Music publishing bodies IFPI and ICMP have welcomed the Supreme Court Of Canada's new ruling concerning search engines and illegal websites.
A judgment has been issued confirming that Canadian courts have the power to induce search engines to take effective action to remove illegal sites from their search results both in Canada and worldwide.
Recently, a Canadian court had ordered Google to eliminate from its search results websites that illegally sell goods violating Equustek’s trade secrets. After Equustek, a Canadian automation services company, won the case in the lower courts, Google then appealed the case to the Supreme Court.
In its most recent decision, the Supreme Court found in favour of Equustek and upheld the lower courts’ decisions ordering Google to remove links to the illegal sites both in Canada and worldwide.
Music industry organisations from around world joined to support Equustek’s case that Google must take on the responsibility to guarantee it is not pointing users to illegal sites. Some of these companies included: IFPI, Music Canada, WIN, ICMP, and CISAC
Frances Moore, IFPI CEO, commented on the case: “Canada’s highest court has handed down a decision that is very good news for rightsholders both in Canada and around the world. Whilst this was not a music piracy case, search engines play a prominent role in directing users to illegal content online including illegal music sites.
“If the digital economy is to grow to its full potential, online intermediaries, including search engines, must play their part by ensuring that their services are not used to facilitate the infringement of intellectual property rights.”

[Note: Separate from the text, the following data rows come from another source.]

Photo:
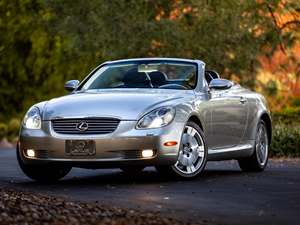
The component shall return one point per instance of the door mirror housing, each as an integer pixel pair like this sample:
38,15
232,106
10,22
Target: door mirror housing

Coco Carmona, ICMP director general, commented: “Creators and rightsholders are completely dependent on the effective enforcement of intellectual property rights. Search engines, as gatekeepers of the Internet, should play a key role in ensuring that IPR infringements do not occur and this decision from the Canadian Supreme Court recognises this role. ICMP therefore welcomes this ruling and hopes it will help curb online infringement and ultimately help to protect the livelihoods of composers, songwriters, artists and their business partners, in Canada and across the world."